Who is Annapurna?
Prayer Wheels. Photo courtesy of Mr Stewart
While on your Annapurna circuit treks you might find yourself wondering just who this Anna Purna is? The truth is that Annapurna wasn’t named after a person, but rather after Annapurna, the Hindu Goddess of nourishment. Anna means food or grains and the word purna means full or complete; we quite like the idea of walking a trail that literally translates to mean “full of food”.
Annapurna doesn’t just have a walking trail named after her; she’s also the guardian of the Holy City of Varanasi and it is in this city that the best known temple to her stands - the Kasi Viswanath Temple. Inside this temple, the idol of Annapurna is made from solid gold and carries a cooking pot; it is said that her devotees never suffer from starvation.
Annapurna is an incarnation of the Goddess Parvati, the wife of Shiva. Scenes in temples often depict Vishnu reaching out to Annapurna with his begging bowl, a human skull, asking her to provide him with food that will give him the energy to reach enlightenment.
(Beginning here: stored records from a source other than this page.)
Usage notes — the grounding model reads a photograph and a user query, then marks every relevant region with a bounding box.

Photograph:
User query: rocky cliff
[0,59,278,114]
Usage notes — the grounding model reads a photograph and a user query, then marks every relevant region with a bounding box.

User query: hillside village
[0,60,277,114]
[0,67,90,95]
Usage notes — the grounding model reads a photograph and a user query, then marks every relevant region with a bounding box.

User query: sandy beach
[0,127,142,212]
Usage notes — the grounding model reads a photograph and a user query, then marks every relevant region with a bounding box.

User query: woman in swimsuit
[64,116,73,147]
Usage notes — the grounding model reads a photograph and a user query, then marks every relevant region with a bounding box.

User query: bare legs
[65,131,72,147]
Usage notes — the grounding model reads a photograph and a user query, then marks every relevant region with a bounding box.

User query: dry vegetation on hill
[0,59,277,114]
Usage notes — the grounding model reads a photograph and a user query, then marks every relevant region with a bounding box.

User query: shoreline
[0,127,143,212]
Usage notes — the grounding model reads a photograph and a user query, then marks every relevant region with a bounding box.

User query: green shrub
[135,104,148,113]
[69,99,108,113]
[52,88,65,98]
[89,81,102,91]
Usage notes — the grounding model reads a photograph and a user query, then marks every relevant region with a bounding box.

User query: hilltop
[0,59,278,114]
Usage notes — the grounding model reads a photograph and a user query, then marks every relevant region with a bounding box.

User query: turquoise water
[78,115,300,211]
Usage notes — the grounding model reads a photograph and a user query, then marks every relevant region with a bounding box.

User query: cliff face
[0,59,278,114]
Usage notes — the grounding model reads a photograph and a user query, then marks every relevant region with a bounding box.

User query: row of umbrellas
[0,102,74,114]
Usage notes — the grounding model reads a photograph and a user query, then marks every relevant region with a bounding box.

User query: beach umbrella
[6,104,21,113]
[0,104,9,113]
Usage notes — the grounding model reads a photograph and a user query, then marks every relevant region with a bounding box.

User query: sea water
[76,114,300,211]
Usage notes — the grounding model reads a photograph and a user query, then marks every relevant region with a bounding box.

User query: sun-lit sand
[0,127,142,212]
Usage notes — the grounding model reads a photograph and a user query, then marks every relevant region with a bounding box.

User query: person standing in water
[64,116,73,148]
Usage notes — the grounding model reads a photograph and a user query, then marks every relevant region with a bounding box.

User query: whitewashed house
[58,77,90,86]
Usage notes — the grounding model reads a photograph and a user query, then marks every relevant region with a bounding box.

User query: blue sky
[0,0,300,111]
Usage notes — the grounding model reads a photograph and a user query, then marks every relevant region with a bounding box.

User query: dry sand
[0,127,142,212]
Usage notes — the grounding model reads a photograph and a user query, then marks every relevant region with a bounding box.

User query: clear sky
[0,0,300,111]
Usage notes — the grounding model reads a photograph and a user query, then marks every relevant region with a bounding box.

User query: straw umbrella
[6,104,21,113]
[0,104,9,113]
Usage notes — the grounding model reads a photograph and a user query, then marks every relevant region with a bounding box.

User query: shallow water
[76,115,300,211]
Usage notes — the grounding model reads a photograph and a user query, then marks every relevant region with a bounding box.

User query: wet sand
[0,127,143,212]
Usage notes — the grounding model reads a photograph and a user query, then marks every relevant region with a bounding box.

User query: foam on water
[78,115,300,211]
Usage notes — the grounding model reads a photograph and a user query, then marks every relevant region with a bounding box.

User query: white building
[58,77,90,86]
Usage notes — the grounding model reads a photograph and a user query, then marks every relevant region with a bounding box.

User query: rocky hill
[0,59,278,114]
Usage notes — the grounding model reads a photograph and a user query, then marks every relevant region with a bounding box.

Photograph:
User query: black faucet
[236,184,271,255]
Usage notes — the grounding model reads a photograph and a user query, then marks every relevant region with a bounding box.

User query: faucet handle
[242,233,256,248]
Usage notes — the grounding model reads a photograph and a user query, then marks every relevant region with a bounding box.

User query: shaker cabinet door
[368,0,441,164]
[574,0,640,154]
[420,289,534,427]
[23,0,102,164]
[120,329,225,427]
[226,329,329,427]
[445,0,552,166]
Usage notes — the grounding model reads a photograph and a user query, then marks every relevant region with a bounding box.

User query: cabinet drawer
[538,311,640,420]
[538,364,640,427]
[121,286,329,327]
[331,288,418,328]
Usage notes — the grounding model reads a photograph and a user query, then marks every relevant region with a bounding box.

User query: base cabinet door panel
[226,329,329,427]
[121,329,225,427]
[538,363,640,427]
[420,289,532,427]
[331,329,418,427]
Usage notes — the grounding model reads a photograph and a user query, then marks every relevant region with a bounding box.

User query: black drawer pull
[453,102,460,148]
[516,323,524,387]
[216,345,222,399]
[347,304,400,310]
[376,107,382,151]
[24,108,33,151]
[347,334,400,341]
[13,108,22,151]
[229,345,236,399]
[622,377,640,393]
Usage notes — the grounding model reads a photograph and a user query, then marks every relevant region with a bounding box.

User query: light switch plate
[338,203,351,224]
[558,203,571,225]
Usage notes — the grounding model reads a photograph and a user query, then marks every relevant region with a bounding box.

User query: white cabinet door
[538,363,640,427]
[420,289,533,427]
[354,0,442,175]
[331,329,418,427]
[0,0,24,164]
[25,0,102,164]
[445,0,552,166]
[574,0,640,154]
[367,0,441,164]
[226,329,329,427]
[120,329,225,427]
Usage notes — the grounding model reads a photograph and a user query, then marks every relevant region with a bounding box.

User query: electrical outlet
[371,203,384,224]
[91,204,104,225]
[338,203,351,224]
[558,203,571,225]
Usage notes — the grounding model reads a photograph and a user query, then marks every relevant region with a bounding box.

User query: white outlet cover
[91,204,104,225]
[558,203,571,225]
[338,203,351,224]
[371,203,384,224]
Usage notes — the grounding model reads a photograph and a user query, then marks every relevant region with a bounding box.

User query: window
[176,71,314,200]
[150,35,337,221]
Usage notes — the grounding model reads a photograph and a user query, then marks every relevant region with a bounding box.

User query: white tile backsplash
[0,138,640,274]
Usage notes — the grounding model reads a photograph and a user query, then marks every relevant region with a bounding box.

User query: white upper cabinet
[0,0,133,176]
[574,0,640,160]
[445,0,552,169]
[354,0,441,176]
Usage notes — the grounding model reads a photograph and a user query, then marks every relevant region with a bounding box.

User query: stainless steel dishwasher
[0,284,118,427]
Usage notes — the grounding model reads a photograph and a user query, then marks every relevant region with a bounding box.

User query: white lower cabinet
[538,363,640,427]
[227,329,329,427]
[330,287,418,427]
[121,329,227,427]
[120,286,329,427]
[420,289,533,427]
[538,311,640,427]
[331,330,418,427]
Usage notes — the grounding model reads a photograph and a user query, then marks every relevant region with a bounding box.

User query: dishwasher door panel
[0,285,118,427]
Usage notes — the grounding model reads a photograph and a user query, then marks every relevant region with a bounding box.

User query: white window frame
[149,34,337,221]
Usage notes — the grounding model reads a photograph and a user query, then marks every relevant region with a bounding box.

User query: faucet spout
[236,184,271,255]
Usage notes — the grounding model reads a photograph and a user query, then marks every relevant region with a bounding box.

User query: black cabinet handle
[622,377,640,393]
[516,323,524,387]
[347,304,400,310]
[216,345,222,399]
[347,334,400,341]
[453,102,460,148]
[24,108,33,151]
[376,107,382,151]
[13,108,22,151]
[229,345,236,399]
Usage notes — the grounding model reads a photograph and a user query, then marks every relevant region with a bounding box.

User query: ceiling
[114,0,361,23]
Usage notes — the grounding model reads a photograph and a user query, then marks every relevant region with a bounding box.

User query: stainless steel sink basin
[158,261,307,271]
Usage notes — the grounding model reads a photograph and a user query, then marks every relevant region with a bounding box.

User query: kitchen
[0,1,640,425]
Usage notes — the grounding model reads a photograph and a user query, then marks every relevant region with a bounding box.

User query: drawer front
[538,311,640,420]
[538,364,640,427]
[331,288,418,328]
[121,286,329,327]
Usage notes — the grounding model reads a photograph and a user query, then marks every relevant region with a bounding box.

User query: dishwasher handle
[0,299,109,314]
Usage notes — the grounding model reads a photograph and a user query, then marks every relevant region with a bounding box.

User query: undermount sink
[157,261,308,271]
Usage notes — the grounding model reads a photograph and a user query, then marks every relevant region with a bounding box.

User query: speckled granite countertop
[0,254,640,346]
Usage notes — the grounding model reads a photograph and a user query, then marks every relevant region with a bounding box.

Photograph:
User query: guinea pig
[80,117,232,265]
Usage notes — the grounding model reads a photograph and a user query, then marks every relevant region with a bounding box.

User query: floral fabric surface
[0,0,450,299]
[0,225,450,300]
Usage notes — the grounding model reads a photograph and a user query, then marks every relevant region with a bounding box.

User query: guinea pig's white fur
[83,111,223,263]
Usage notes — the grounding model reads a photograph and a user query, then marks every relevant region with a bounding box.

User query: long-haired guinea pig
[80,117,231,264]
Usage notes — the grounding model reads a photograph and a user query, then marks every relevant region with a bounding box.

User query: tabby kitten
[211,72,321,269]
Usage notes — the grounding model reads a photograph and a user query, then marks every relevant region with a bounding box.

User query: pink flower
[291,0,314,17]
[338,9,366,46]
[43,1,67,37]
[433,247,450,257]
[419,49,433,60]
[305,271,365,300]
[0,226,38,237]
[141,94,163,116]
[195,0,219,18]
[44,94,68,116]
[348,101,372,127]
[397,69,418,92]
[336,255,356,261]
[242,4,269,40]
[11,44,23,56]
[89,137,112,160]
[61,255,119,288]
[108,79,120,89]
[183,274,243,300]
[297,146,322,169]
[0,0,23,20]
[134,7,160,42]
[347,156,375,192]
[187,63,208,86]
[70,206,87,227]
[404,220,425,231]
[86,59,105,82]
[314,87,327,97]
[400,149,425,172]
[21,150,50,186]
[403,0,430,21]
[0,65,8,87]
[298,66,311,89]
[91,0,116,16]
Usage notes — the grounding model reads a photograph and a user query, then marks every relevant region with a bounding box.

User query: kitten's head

It is for this reason that pictures of Annapurna often decorate kitchens and restaurants, and indeed you will see them in numerous tea-houses while on your Annapurna circuit treks. One of Annapurna’s talents is the ability to provide an infinite amount of food, and with the Annapurna circuit known, amongst other things, for its tasty treats that include apple pies and delicious vegetarian curries, we can almost guarantee that you’ll be feeling ‘full of food’ after your trip.